C’era una volta la grande fabbrica che spopolava le nostre campagne, colline e montagne. Vinceva, in quel tempo, il mito dell’urbanizzazione, il mare di fredde ciminiere, il fiume di soldatini blu, amaramente cantati da Gipo Farassino.
Le Langhe e valli alpine erano il “mondo dei vinti” di Nuto Revelli, la “malora” di Beppe Fenoglio.
Ma ora che la grande fabbrica non si sa più dove sia (in Italia o in America? In Olanda o in Gran Bretagna?) e gli stabilimenti languono semideserti nelle anonime periferie delle città, cosa rimane di quella travolgente sfida epocale promettente sviluppo e progresso? Qual è, oggi, il mondo dei vinti? La civiltà agricola, che è rimasta l’unica ad assumere, a creare nuove scuole e università, oppure quella dei “call-center” e della cassa integrazione?
Nei paesi della “Langa povera”, dove si prevede che nei prossimi cinque anni soltanto un’azienda agricola su quattro verrà rimpiazzata, si è bandito un concorso per aiutare le nuove generazioni a riappropriarsi della terra. Da terra marginale a terra originale, è il titolo del progetto, che fa dell’identità il suo elemento strategico. Quell’identità, sintetizzabile nel cibo, che anche nella malora agricola non è mai venuta meno e che, a quanto pare, le marginalità urbane non sono riuscite a darsi.

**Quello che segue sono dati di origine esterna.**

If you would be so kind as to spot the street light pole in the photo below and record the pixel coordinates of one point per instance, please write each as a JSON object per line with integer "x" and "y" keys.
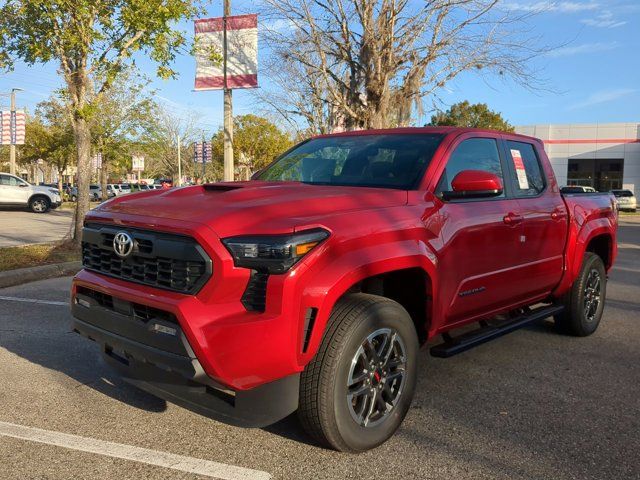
{"x": 12, "y": 147}
{"x": 179, "y": 162}
{"x": 228, "y": 105}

Una direzione nella quale si sta muovendo la Provincia di Cuneo, che ha significativamente messo in campo bandi per il reimpianto di castagneti di varietà locale e per l’apicoltura, due settori dove la domanda supera l’offerta, e dove i giovani e la montagna, privilegiati in graduatoria, possono giocare fino in fondo la loro partita delle opportunità.
Non vuol dire che l’agricoltura, soprattutto quella di montagna, sia il nuovo paradiso terrestre, pronto ad accogliere senza condizioni orde di umanità senza radici. Tuttavia, appare evidente che non tutte le marginalità sono uguali, proprio perchè il parametro del benessere non è soltanto economico, come dimostra da sempre la sopravvivenza della campagna.
Chissà che non tornino a ripopolarsi le vallate, se non nelle straordinarie proporzioni precedenti l’esodo, almeno quanto basta per cacciare i lupi, che hanno vita facile contro i greggi dei pochi pastori rimasti a presidiare le terre alte della ruralità.